Les évolutions récentes de l'évaluation au lycée GT conduisent à questionner le sens du travail. Le français conserve des épreuves finales, à la différence d'autres disciplines du tronc commun. Et ces épreuves ont un effet normatif fort sur l'enseignement au lycée.
Juin épuisant
Le mois de juin, tant pour les élèves que pour les professeur·es de lettres, est depuis longtemps une épreuve difficile et cette année ne fera pas exception.
Le rythme est toujours soutenu au mois de mai avec le bouclage du programme, les entraînements au bac et, pour les plus sollicité·es, la correction des épreuves de spécialité HLP cette année et, tous les ans, la correction des écrits de BTS voire la participation aux jurys d’oraux de BTS.
Le mois de juin c’est, pour les élèves de Première, celui de leurs seules épreuves anticipées : celles de français.
Les copies à peine récupérées, les enseignant·es doivent consacrer leurs journées à interroger à l’oral, pendant au moins une semaine en général. Listes de textes, œuvres complètes, questions de grammaire… la préparation des oraux exige une mobilisation importante en amont des épreuves anticipées, période pendant laquelle les collègues continuent parfois à faire cours.
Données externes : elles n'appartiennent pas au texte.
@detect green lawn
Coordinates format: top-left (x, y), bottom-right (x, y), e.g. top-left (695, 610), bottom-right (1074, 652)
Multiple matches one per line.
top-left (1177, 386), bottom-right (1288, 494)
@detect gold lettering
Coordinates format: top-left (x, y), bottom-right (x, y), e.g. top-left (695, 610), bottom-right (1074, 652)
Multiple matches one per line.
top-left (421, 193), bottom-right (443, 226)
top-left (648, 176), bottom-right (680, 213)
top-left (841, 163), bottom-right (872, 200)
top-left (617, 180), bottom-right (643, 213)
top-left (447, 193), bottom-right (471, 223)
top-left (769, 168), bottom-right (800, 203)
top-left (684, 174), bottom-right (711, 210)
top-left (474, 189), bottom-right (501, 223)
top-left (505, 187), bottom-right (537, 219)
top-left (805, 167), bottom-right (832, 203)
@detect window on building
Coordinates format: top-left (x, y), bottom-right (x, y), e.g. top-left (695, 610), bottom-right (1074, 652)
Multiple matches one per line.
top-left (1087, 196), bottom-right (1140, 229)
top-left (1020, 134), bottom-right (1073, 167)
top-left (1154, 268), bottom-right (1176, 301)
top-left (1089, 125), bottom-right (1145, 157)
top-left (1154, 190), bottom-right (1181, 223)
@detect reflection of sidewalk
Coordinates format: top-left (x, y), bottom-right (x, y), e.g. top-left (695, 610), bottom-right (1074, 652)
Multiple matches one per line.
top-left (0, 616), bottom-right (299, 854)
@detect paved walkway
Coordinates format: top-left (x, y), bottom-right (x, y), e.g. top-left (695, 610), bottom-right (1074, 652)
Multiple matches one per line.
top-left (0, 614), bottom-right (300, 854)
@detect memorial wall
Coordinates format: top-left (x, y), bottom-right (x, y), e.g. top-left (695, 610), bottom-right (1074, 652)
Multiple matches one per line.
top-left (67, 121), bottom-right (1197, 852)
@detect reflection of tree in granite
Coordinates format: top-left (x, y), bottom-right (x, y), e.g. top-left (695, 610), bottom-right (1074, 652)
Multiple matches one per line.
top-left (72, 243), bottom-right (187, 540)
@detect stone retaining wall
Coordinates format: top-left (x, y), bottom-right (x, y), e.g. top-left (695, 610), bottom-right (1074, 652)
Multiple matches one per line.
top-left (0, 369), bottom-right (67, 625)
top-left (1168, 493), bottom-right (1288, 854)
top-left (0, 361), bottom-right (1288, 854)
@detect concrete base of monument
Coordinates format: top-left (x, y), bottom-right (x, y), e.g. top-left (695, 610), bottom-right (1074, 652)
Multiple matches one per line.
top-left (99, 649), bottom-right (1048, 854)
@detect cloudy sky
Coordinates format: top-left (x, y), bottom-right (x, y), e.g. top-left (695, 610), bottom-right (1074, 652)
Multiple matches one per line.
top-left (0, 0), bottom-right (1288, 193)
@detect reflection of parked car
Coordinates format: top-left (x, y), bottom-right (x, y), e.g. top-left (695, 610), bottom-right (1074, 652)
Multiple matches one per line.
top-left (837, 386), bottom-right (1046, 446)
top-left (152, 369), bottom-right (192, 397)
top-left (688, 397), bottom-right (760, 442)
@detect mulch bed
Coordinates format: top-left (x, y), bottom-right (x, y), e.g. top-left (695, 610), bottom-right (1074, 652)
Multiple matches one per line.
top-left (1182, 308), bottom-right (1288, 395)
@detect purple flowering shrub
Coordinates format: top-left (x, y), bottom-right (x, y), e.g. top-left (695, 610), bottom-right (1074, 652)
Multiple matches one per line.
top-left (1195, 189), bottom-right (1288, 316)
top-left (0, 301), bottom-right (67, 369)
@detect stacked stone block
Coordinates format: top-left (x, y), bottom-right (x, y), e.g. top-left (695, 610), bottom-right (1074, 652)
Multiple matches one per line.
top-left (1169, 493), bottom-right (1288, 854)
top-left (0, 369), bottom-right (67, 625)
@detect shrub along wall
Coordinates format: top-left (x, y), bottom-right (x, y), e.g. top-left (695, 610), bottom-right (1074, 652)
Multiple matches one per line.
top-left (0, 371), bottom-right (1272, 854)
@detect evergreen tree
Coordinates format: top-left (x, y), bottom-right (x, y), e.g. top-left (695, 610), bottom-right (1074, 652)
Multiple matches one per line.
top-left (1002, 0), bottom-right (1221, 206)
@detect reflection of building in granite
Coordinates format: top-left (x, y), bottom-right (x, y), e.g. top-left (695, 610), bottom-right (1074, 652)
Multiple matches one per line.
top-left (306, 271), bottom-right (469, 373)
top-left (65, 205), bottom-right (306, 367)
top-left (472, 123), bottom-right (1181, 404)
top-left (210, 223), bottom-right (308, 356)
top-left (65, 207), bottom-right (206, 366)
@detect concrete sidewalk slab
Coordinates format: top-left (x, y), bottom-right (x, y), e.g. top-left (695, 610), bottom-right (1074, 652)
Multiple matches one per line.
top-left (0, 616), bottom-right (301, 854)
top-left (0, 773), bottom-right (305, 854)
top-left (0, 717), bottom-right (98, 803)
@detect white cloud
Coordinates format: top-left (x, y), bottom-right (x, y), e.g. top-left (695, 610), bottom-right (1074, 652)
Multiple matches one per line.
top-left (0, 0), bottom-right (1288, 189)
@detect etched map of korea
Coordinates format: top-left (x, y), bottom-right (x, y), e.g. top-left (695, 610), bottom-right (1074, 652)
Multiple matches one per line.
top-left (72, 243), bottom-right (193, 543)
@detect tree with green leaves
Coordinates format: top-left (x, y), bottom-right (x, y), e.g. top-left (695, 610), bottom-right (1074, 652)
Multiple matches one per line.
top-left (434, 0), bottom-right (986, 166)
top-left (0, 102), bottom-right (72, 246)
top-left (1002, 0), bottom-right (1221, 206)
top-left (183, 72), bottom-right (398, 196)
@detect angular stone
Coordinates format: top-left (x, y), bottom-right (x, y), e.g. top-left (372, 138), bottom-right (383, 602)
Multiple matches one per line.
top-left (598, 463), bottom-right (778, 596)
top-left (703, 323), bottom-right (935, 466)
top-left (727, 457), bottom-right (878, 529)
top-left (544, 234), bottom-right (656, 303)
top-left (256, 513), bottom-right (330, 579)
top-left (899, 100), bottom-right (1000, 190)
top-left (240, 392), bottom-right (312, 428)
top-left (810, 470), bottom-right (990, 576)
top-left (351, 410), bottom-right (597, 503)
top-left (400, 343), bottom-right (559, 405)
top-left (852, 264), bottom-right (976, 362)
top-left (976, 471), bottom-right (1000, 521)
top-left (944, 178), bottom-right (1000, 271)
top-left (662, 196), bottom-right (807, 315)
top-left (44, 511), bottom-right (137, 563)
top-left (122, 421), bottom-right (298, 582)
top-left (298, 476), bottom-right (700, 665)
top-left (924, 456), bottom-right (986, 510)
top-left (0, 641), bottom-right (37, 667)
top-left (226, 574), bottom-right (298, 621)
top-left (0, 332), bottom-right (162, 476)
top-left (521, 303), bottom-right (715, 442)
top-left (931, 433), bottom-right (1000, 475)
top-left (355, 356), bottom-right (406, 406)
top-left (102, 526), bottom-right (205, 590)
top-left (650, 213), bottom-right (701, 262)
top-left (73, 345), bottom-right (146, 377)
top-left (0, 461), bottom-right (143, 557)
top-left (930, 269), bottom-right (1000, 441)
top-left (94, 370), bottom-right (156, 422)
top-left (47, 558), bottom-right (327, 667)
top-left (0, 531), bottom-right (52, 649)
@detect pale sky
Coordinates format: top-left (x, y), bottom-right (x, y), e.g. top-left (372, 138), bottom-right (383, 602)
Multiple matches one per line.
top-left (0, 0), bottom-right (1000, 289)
S’enchaînent ensuite des journées d’interrogation organisées au cordeau pour que tout puisse bien coïncider : distribution des sujets, temps de préparation des candidat·es, vigilance quant au risque de triche, interrogation, respect des tiers temps, remplissage des fiches d’évaluation et notation, puisqu’en 20 minutes, il s’agit de mettre quatre notes à chaque candidat·e.
Il est souvent compliqué de trouver le temps de juste passer aux toilettes ! Et disons-le, la rémunération de cette activité exigeante reste nettement insuffisante.
Et le soir, on ne se repose guère : il faut dans certaines académies se remettre à la correction des copies de l’épreuve écrite… Quand on n’est pas, de surcroît, convoqué·e pour l’évaluation du grand oral et pour toutes sortes d’autres sujets : écrits de BTS avant l’EAF, oraux de rattrapage de BTS après les oraux d’EAF, copies d’HLP, épreuves de rattrapage d’EAF…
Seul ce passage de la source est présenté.